Sin esperar más, cerró la puerta con un portazo.

Los capos se quedaron en el umbral, marcados por la determinación que acababan de presenciar. Gianna bajó la mirada y apretó el anillo de la familia en su dedo.

El dolor la había quebrado. Pero también la había hecho invencible.

Sumida en sus pensamientos recordó una tarde de verano en los jardines de la mansión. El sol caía cálido, filtrándose entre las hojas de los olivos centenarios. Gianna, todavía niña, correteaba con una mezcla de rebeldía y curiosidad, mientras su padre la observaba desde el porche, con una sonrisa melancólica.

Cuando ella se acercó, Alessandro la tomó de la mano y la sentó en sus rodillas. Sus ojos, profundos y firmes, se clavaron en los de ella con una seriedad que sorprendió a la pequeña.

—Gianna —comenzó, su voz grave pero dulce— escucha bien lo que te voy a decir.

Ella lo miró con atención, sin entender del todo lo que su padre quería decirle.

—Si algún día yo no estoy... si esta guerra nos arrebata todo, tú serás la que quedará al mando.

La niña sintió un escalofrío.

—¿Yo? Pero yo solo soy una niña.

Alessandro sonrió, pero con la dureza de un hombre que ha vivido mil batallas.

—Te crié para esto. Para que seas fuerte, Para que no te dejes intimidar por nadie. Porque en este mundo, las lágrimas no ganan guerras.
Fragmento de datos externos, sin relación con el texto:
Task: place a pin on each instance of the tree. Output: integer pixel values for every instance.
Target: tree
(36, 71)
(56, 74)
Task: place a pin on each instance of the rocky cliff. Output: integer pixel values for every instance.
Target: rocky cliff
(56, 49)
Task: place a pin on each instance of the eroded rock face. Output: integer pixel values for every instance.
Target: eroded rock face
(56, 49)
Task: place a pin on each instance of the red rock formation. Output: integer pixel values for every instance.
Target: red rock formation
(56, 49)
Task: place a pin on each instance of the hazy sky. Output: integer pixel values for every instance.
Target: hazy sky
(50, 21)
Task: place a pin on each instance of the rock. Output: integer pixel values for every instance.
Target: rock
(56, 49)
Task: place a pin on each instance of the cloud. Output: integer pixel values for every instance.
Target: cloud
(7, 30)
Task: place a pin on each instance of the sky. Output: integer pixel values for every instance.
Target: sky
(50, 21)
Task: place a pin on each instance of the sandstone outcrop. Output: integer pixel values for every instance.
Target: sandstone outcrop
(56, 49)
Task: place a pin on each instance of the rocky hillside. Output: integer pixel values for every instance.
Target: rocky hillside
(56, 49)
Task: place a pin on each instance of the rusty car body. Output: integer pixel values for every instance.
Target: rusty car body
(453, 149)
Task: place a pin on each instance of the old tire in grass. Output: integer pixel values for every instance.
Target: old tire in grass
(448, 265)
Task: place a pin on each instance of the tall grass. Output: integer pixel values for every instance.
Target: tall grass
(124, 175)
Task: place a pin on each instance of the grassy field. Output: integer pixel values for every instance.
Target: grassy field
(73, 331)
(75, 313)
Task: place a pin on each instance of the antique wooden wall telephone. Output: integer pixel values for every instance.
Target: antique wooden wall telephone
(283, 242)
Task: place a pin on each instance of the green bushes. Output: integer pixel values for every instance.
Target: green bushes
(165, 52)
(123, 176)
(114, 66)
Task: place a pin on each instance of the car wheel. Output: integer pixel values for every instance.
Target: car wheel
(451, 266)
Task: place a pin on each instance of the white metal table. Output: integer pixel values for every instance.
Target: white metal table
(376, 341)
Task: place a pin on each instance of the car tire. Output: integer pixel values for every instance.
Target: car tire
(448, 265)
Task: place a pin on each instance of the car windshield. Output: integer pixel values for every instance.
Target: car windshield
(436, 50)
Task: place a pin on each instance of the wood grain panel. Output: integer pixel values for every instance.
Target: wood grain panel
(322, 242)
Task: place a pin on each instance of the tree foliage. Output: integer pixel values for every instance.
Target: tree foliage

Solo el poder Y la voluntad de una reina.

Gianna lo miró fijamente, su miedo mezclado con orgullo.

—¿Y si no quiero? —preguntó con voz temblorosa.

—No es cuestión de querer —respondió él— Es cuestión de sobrevivir, De proteger a los que amas. Y sobre todo... de honrar nuestro apellido.

Ella asintió lentamente. Y entonces, él le tomó la mano con más fuerza.

—Prométeme que cuando llegue ese día... serás esa reina.

La niña sintió cómo la promesa se alojaba en su pecho, un juramento silencioso que la acompañaría toda la vida.

Los ojos de Gianna se abrieron lentamente, el recuerdo de su padre resonando en su mente como un eco inquebrantable.

"Si algún día yo no estoy... tú serás la que quedará al mando."

"Te crié para que seas fuerte."

"Prométeme que cuando llegue ese día... serás esa reina."

El peso de sus palabras ya no la aplastaba, todo lo contrario, la impulsaba.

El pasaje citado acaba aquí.